Capítulo 74
Dentro do colégio, Kayber corria desesperadamente entre os vários corredores dali. Logo atrás, Sanches e os garotos o perseguiam.
Após alguns segundos, o homem de cabelos azuis finalmente alcançou uma escada que dava acesso ao primeiro andar da escola. Ele a desceu enquanto rogava por socorro, aos berros:
— EI, VOCÊS! MATEM-OS! MATEM-OS!
Sanches, ainda longe do campo de visão da escada, não compreendeu os berros, já que em seu pensamento, não havia mais nenhum capanga restante, a não ser aquele homem.
Porém, ao finalmente alcançar a escada, o Agente se deparou com seguranças do colégio no primeiro andar, fortemente armados.
Sanches percebeu que as pupilas daqueles seguranças estavam completamente dilatadas, além de avermelhadas. Eles estavam fora de si.
O Agente e os garotos estavam literalmente diante da morte naquele momento. A pistola de Sanches se encontrava totalmente descarregada.
Os seguranças, manipulados, reconheceram rapidamente a desvantagem dos perseguidores de Kayber; e logo, apontaram seus fuzis, atirando em seguida, sem se importar com a presença daquelas crianças.

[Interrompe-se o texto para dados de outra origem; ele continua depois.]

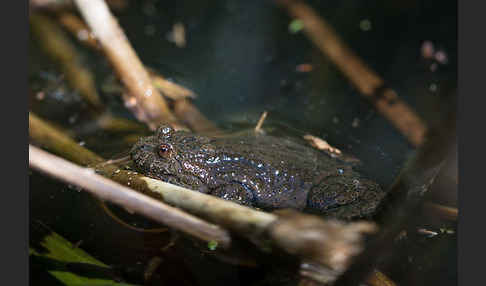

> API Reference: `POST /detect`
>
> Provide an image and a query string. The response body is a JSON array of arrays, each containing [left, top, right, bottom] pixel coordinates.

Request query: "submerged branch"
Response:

Em uma questão de milissegundos, Harvim puxou a sua mais nova arma, que lhe foi concedida por Slezzy, mas antes que pudesse disparar, Sanches o impediu, empurrando a mão de Harvim para baixo.
— Han!? — reclamou o garoto de cabelos avermelhados, desentendido.
Em seguida, Rayrack assumiu sua forma física, entrando na frente daqueles três e executando novamente a sua habilidade, revidando todos os projéteis.
Os garotos ficaram impressionados novamente, além de confusos com o fato de que os próprios seguranças do colégio estavam do lado daquele mafioso.
No fim, antes de descerem as escadas para o primeiro andar, Harvim questionou o Agente:
— Por que aqueles seguranças… tentaram nos matar, Agente Sanches!?
Sanches se virou para o garoto e o respondeu friamente:
— Suponho que Kayber, de alguma forma, tenha os manipulados… então, vamos precisar ficar atentos ao descer essas escadas. Aliás, fiquei impressionado com a sua atitude garoto, porém, você apenas atrapalharia Rayrack! Não é à toa que você é filho de Adam Cagliari!
O menino sorriu.
Rainn questionou o demônio, que ainda estava em sua forma física:
— Rayrack!? Esse é o seu nome?
Sanches percebeu que o irmão de Slezzy estava muito abalado. As expressões e reações daquele garoto já não lembravam mais a essência do “verdadeiro” Rainn. Era como se estivesse lidando com uma criança desconhecida.
— Sim… E farei de tudo para proteger o meu grande amigo… e claro… os amigos dele também… pequena criança…! — respondeu a criatura, com um tom tímido, ainda de pé.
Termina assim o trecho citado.